Reason: What’s the worst food law in America right now? I know there are many from which to choose.
Salatin: The prohibition on raw milk specifically and direct producer-eater food commerce generally. If I could do one thing and only one thing legislatively for the food system, it would be to create a Constitutional Amendment called the Food Choice Emancipation Proclamation which would guarantee every citizen the inalienable, fundamental right to consume any product of their choice and legalizing the direct unregulated commerce between consenting adults of said product. Right now, farmers can give away raw milk and home made pickles; the prohibition is on sales. What is it about taking money for something that suddenly turns it from a wonderful charitable product into a hazardous substance?

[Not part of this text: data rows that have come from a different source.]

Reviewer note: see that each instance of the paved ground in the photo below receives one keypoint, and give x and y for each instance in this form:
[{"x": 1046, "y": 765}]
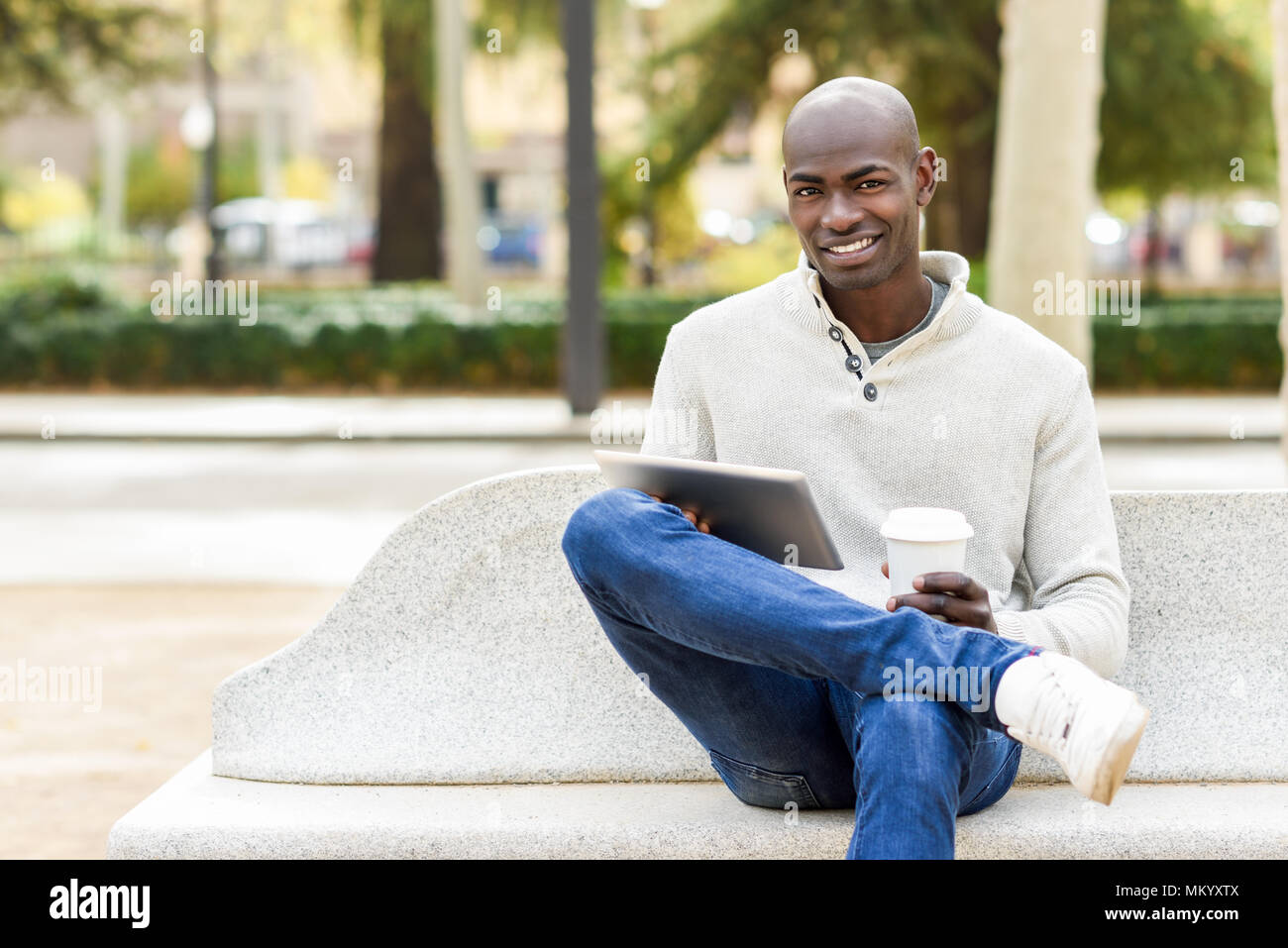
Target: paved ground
[
  {"x": 65, "y": 773},
  {"x": 510, "y": 417}
]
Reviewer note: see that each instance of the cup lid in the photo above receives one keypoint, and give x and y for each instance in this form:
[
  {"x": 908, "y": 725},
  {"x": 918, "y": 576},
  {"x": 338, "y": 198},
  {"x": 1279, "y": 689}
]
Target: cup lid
[{"x": 926, "y": 524}]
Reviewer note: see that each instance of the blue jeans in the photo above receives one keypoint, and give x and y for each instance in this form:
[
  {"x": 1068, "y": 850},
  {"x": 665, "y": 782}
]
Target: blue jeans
[{"x": 798, "y": 690}]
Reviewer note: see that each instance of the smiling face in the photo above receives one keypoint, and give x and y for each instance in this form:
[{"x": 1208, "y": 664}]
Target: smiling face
[{"x": 855, "y": 181}]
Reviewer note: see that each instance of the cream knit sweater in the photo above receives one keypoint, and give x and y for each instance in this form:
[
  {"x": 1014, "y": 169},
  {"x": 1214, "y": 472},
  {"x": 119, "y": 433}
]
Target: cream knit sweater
[{"x": 978, "y": 412}]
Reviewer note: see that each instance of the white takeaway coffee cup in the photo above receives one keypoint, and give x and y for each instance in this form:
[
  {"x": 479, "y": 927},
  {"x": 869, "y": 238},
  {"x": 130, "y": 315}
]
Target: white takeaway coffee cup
[{"x": 923, "y": 540}]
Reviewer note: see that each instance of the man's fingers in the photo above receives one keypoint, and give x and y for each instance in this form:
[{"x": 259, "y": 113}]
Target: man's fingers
[{"x": 957, "y": 583}]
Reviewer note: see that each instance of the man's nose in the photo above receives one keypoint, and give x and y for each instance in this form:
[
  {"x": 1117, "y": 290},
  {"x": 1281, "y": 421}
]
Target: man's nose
[{"x": 841, "y": 211}]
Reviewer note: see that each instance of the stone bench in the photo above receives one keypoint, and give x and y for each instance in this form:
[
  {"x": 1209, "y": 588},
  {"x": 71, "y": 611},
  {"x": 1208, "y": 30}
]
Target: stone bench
[{"x": 460, "y": 699}]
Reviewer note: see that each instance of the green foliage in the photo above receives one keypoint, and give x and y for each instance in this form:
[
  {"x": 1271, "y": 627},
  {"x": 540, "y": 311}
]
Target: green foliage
[
  {"x": 63, "y": 331},
  {"x": 1183, "y": 97},
  {"x": 51, "y": 47}
]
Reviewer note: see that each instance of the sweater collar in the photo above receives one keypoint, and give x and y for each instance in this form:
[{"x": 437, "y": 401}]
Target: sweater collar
[{"x": 803, "y": 298}]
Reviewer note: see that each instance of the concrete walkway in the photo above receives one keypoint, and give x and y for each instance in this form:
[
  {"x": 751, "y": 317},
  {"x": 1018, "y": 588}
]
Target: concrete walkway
[{"x": 510, "y": 417}]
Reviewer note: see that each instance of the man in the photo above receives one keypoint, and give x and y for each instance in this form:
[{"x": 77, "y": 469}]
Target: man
[{"x": 871, "y": 369}]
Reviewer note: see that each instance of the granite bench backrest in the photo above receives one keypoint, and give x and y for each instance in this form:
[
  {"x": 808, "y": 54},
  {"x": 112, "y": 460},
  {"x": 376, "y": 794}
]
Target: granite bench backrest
[{"x": 464, "y": 652}]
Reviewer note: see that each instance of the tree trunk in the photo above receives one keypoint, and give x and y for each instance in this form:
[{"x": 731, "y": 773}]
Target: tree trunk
[
  {"x": 1043, "y": 175},
  {"x": 408, "y": 231},
  {"x": 463, "y": 197},
  {"x": 1279, "y": 29}
]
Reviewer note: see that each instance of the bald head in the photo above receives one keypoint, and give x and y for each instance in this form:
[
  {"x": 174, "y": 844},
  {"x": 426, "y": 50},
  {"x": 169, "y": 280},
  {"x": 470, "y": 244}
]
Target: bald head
[
  {"x": 857, "y": 176},
  {"x": 848, "y": 103}
]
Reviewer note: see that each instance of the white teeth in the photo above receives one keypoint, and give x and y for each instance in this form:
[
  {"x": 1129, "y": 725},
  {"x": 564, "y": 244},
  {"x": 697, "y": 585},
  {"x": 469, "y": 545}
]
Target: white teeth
[{"x": 851, "y": 248}]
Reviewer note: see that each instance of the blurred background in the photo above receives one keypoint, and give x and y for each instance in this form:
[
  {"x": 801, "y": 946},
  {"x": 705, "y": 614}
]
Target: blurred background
[{"x": 274, "y": 274}]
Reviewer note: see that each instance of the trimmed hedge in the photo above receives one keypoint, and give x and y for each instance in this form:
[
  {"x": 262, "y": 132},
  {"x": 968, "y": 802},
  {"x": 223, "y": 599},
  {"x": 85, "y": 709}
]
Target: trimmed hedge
[{"x": 60, "y": 333}]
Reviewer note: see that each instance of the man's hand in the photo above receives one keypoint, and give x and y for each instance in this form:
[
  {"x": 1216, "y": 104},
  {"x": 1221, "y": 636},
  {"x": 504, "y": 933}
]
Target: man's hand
[
  {"x": 956, "y": 596},
  {"x": 692, "y": 515}
]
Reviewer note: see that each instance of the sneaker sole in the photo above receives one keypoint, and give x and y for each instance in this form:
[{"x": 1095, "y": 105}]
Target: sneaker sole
[{"x": 1125, "y": 742}]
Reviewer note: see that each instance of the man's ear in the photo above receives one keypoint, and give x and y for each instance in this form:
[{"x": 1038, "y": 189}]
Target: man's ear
[{"x": 926, "y": 162}]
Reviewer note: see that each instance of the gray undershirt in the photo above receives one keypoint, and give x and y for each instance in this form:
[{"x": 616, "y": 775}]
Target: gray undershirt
[{"x": 938, "y": 291}]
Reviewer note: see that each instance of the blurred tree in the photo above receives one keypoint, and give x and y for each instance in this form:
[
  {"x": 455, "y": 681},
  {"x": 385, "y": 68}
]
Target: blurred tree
[
  {"x": 1183, "y": 94},
  {"x": 159, "y": 185},
  {"x": 1183, "y": 98},
  {"x": 410, "y": 218},
  {"x": 52, "y": 48}
]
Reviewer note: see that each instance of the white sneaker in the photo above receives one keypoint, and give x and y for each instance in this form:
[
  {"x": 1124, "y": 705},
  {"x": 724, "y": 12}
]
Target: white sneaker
[{"x": 1059, "y": 706}]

Everywhere I go I meet thousands of farmers ready to grow and process homemade food items for their neighbors and fellow church members. But they can’t due to these prohibitions, epitomized by raw dairy regulations. If this country allowed an opt-out spot for consenting adults to take personal responsibility for the food ingestion, it would unleash an entrepreneurial cottage-based localized tsunami on the marketplace. Wal-Mart would never know what hit it. If the foodies and greenies could only imagine what bottom-up freedom could create, they’d forget their demands for more inspections, more regulations, and more food police and instead campaign for true free markets. We haven’t had free markets in America certainly since Abraham Lincoln started the USDA, but maybe not ever.